I called out David Williams from appendleads.com yesterday for his spam. Sure he’s a spammer, his database is full of garbage information and his email violates CAN SPAM but he’s not that unusual in the realm of list sellers. He is very typical of the people I see offering lists for sale.
List sellers are the internet version of used car salesmen. Everyone knows they are slimy sales guys who will do anything to close the sale. They don’t have a real web presence, just visit appendleads.com and see what I mean.
And yet, people still buy lists from them! I have no doubt that my spammer friend has a nice little business selling email addresses. He sends out spam, he gets a few responses, makes a tidy profit and then sends out another spam, hooks a few more people and makes more money.

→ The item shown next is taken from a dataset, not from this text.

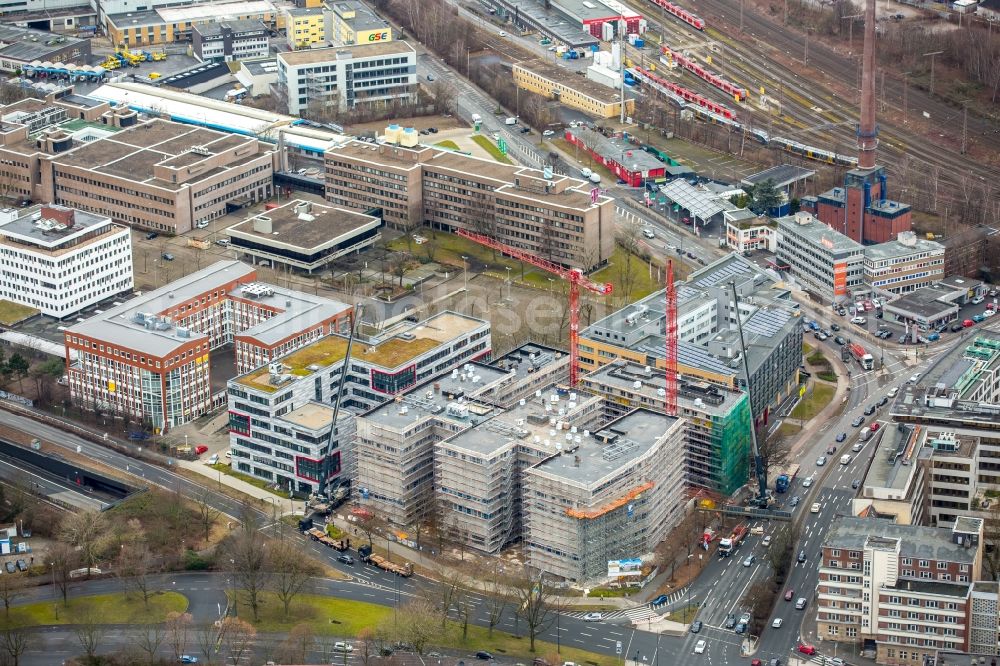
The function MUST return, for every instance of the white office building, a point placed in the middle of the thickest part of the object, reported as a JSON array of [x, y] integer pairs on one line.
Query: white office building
[[61, 260], [363, 75]]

OK, so not all list sellers are like appendleads. Some of them go so far to build a website. But at the core they’re the same. They are selling data that isn’t clean, it’s not opt-in, it’s not been verified.
This is why so many of us harp on not buying lists. The sales guys talk a great game, but they aren’t selling what purchasers think they’re getting. They also don’t care. They have no incentive to clean up their data. They have no incentive to accurately represent what they’re selling. All of the risk is on the person that sends the email. Once they have their money, the buyer is on their own.
Can you ever successfully purchase a list? I’m sure some senders have. But that experience is closer to winning more than a thousand dollars in the lottery than an actual good business decision.